Dans cet article, nous étudions les propriétés d'une large classe de modèles décrivant les comportements à l'importation des entreprises. Cette classe de modèles couvre la plupart des cadres théoriques proposés dans la littérature sur le commerce en bien intermédiaires (par exemple Goldberg et al., 2010, Halpern et al., 2015, Gopinath et Neiman, 2014 ou Antràs et al., 2017) et repose sur les hypothèses suivantes : les entreprises sont supposées produire en utilisant des intrants intermédiaires qui peuvent être achetés sur le marché national ou à l'étranger. Ces différentes variétés d'intrants sont imparfaitement substituables. La technologie de production est également caractérisée par des rendements d'échelle constants, conditionnellement à l'ensemble des variétés d'intrants utilisées. Nous supposons également que les entreprises ne disposent pas de pouvoir de marché pour l'achat de leurs intrants, dont l'offre est supposée commune (en qualité, et en prix) à toutes les entreprises. Nous n'imposons en revanche aucune restriction sur les conditions de concurrence sur leurs propres marchés finaux. Enfin, la productivité des entreprises est supposée neutre par rapport aux facteurs de production.

Une prédiction de la classe de modèles ainsi définie est que, conditionnellement aux choix des variétés d'intrants intermédiaires utilisées dans la production, les distributions des dépenses des entreprises entre ces différentes variétés ne devraient dépendre que de leur prix et de leur qualité. Deux entreprises utilisant les mêmes intrants devraient donc présenter des distributions de dépenses identiques. En ce sens, dans cette classe de modèles, la marge intensive du commerce en intrants intermédiaires est homothétique.

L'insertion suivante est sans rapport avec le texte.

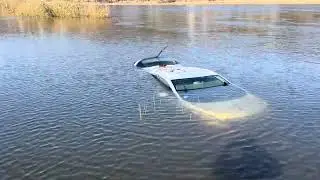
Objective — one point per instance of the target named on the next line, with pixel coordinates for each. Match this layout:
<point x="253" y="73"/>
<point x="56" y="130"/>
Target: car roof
<point x="181" y="72"/>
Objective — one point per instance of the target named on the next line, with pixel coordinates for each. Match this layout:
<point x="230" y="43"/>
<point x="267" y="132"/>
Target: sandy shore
<point x="206" y="2"/>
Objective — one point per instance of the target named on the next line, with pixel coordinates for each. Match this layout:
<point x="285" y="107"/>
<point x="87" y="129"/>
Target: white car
<point x="203" y="90"/>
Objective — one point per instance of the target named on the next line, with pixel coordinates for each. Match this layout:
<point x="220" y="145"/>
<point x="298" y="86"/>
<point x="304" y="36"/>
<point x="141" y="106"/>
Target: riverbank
<point x="209" y="2"/>
<point x="53" y="9"/>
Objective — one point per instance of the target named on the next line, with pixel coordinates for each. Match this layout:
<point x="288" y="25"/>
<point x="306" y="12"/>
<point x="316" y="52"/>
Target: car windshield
<point x="199" y="83"/>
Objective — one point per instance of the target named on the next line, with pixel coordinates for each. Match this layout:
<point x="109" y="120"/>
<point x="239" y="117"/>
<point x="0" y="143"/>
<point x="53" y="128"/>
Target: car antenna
<point x="161" y="51"/>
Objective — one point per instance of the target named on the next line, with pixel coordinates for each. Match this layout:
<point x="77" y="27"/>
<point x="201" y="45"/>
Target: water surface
<point x="73" y="106"/>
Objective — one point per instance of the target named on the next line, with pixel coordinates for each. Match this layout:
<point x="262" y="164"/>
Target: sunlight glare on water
<point x="69" y="95"/>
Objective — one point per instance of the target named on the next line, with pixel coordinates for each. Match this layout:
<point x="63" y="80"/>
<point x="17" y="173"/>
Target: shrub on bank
<point x="63" y="9"/>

Les analyses empiriques montrent cependant que ces prédictions sont rejetées par les données. Nous montrons tout d'abord qu'il existe une forte hétérogénéité entre entreprises concernant la distribution de leurs dépenses en intrants intermédiaires, même une fois contrôlée de la marge extensive. L'analyse d'un cas particulier, celui des machines d'emballage industriel, permet d'illustrer ce point. Les entreprises françaises qui importent ce produit d’Italie et d’Allemagne présentent des distributions de dépenses entre ces deux variétés très hétérogènes : tandis que 25 % d’entre elles allouent plus de 90 % de leurs dépenses à la variété allemande, une proportion comparable fait le choix opposé, en achetant quasi-exclusivement la variété italienne de ce produit. Nous montrons qu’une telle situation de « désaccord » n’est pas spécifique à ce produit précis : elle est au contraire très générale, observable pour la plupart des produits.

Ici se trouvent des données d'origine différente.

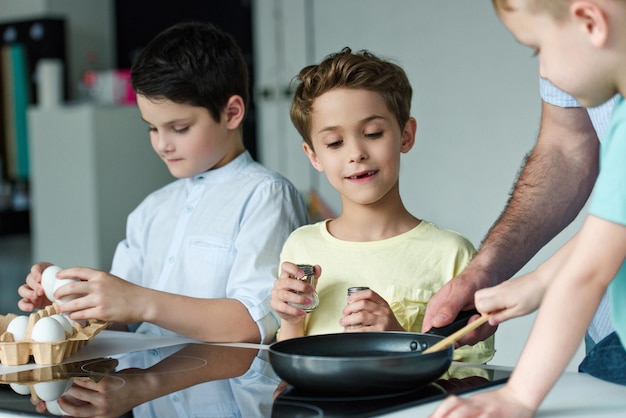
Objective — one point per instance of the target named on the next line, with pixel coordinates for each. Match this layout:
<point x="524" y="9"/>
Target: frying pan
<point x="363" y="362"/>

Nous montrons également que cette hétérogénéité entre entreprises n’est pas purement aléatoire, mais corrélée de façon systématique à leur taille : les entreprises de grande taille présentent des intensités d’importation systématiquement plus faibles, une fois contrôlé de la marge extensive. Ces intensités d’importation plus faibles, qui synthétisent l’impact sur la productivité des entreprises du commerce international en bien intermédiaires (Blaum et al., 2016), indiquent que les entreprises de grande taille en bénéficient relativement moins, toutes choses égales par ailleurs et à stratégie d’approvisionnement donnée, que les entreprises de plus petite taille.

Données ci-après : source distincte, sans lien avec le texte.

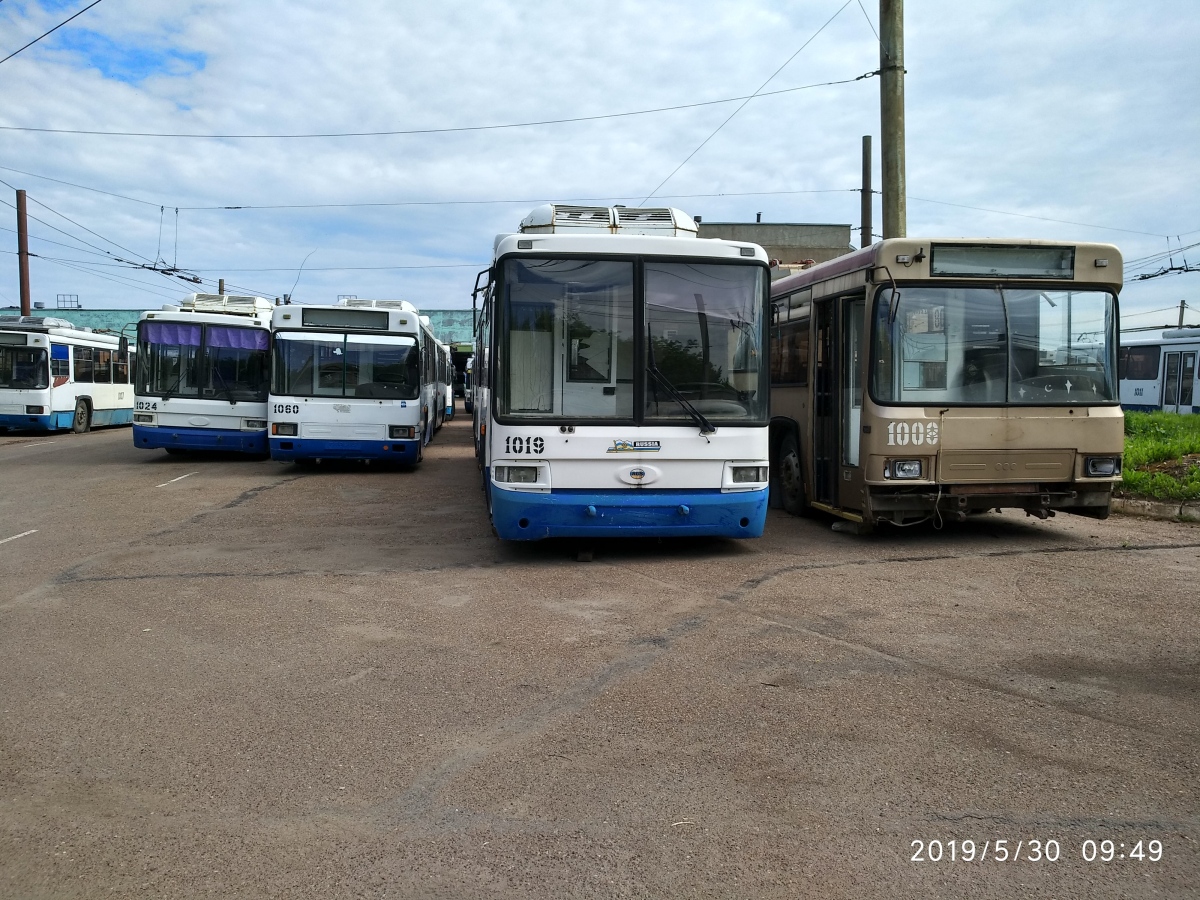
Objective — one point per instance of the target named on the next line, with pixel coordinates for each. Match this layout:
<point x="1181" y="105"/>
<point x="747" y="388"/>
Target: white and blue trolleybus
<point x="203" y="373"/>
<point x="621" y="384"/>
<point x="348" y="382"/>
<point x="55" y="376"/>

Les entreprises de grande taille présentent également des parts de dépenses allouées aux variétés importées significativement plus concentrées (voir figure), que ce soit sur la variété principale associée à chaque produit ou sur les variétés de « rang » élevé. Une fois contrôlé de la marge extensive, elles s’acquittent également de prix plus élevés, un fait stylisé qui corrobore les résultats précédemment obtenus par Kugler et Verhoogen (2012), et que nous interprétons de la même façon, comme l’indice probable de complémentarités entre la productivité des entreprises et la qualité des intrants intermédiaires qu’elles intègrent dans leur processus de production.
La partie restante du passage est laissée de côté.